Hello there! I'm Dr. Vinifera, but you can call me Vinny. Ask me your toughest wine questions, from the fine points of etiquette to the science of winemaking. And don't worry, I'm no wine snob—you can also ask me those "dumb questions" you're too embarrased to ask your wine geek friends! I hope you find my answers educational, empowering and even amusing. And don't forget to check out my most asked questions and my full archives for all my Q&A classics.
Dear Dr. Vinny,
I recently went to Napa Valley, and everywhere there were people bragging about their winery's sustainable architecture. I get sustainability in the vineyard, with organic or biodynamic farming, etc. But wineries? What makes winery architecture sustainable?
—Sarah K., Portland, Ore.
Actually, sustainable architecture is one of the hottest trends in winery construction.

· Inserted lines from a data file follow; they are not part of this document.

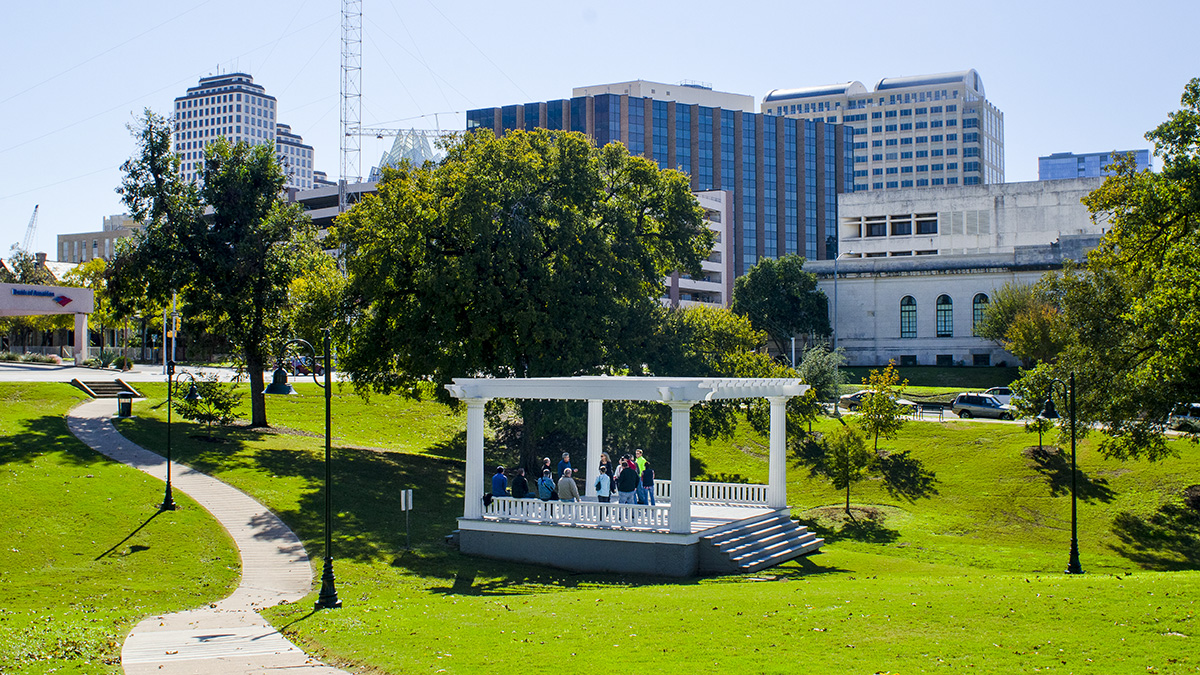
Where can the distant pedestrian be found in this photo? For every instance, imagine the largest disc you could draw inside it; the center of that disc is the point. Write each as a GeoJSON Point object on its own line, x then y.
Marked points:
{"type": "Point", "coordinates": [568, 491]}
{"type": "Point", "coordinates": [628, 482]}
{"type": "Point", "coordinates": [546, 487]}
{"type": "Point", "coordinates": [520, 485]}
{"type": "Point", "coordinates": [648, 481]}
{"type": "Point", "coordinates": [604, 484]}
{"type": "Point", "coordinates": [499, 483]}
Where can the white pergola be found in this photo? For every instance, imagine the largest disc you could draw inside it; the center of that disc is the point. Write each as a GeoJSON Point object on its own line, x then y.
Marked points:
{"type": "Point", "coordinates": [679, 393]}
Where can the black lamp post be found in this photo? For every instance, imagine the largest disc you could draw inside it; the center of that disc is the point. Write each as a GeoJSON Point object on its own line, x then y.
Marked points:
{"type": "Point", "coordinates": [193, 394]}
{"type": "Point", "coordinates": [328, 597]}
{"type": "Point", "coordinates": [1049, 412]}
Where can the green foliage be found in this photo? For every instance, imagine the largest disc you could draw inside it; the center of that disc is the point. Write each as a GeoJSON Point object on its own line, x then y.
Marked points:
{"type": "Point", "coordinates": [1134, 310]}
{"type": "Point", "coordinates": [531, 255]}
{"type": "Point", "coordinates": [847, 459]}
{"type": "Point", "coordinates": [879, 413]}
{"type": "Point", "coordinates": [821, 369]}
{"type": "Point", "coordinates": [781, 299]}
{"type": "Point", "coordinates": [219, 402]}
{"type": "Point", "coordinates": [234, 266]}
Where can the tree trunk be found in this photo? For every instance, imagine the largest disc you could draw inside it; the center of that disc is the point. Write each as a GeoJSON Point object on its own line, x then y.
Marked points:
{"type": "Point", "coordinates": [257, 399]}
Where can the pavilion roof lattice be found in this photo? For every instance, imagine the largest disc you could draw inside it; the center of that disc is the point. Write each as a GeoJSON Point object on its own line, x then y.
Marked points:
{"type": "Point", "coordinates": [627, 388]}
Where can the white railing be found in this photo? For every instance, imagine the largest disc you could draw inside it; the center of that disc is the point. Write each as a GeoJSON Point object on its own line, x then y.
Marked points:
{"type": "Point", "coordinates": [725, 493]}
{"type": "Point", "coordinates": [611, 514]}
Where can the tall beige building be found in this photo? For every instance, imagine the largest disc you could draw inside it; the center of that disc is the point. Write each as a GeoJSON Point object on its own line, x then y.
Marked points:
{"type": "Point", "coordinates": [919, 131]}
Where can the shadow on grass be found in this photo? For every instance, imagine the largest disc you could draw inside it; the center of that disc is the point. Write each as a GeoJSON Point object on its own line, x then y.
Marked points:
{"type": "Point", "coordinates": [1168, 539]}
{"type": "Point", "coordinates": [48, 434]}
{"type": "Point", "coordinates": [1055, 466]}
{"type": "Point", "coordinates": [127, 537]}
{"type": "Point", "coordinates": [867, 525]}
{"type": "Point", "coordinates": [905, 476]}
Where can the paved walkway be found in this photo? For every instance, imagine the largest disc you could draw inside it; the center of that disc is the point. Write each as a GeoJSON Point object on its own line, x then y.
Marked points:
{"type": "Point", "coordinates": [228, 637]}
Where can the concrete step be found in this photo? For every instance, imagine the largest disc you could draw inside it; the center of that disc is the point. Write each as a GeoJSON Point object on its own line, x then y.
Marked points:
{"type": "Point", "coordinates": [105, 388]}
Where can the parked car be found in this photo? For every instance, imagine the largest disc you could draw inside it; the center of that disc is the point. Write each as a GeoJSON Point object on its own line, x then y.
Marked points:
{"type": "Point", "coordinates": [982, 405]}
{"type": "Point", "coordinates": [851, 401]}
{"type": "Point", "coordinates": [1003, 394]}
{"type": "Point", "coordinates": [1185, 418]}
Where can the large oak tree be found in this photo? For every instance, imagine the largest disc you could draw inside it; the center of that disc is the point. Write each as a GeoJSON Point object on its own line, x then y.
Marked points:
{"type": "Point", "coordinates": [232, 263]}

There are many ways to be more sustainable, but the overall idea is to reduce energy consumption, greenhouse gas emissions, raw material use, waste output and water consumption. Wineries can be built with reclaimed materials, employ skylights for natural light, plant more trees for shade and collect water to filter and reuse. One popular sustainable winery architecture strategy is earth sheltering, in which wineries or cellars are built partially or completely underground, where it’s naturally cooler and easier to moderate temperatures. You've also probably heard of gravity-flow wineries, which allow grapes and wine to be moved more energy-efficiently and gently during the winemaking process.
A few of the most eco-friendly LEED-certified wineries in Napa include Silver Oak; Cade and its sister winery, Odette; Hall; and Frog's Leap. Some of the green tactics they employ include solar power, recycled building materials, living soil roofs, natural ventilation, geothermal heating and cooling systems, drought-tolerant landscaping and even insulation made of blue-jean scraps. And it’s not just happening in Napa: Sustainable winery architecture is a global trend, and a great one!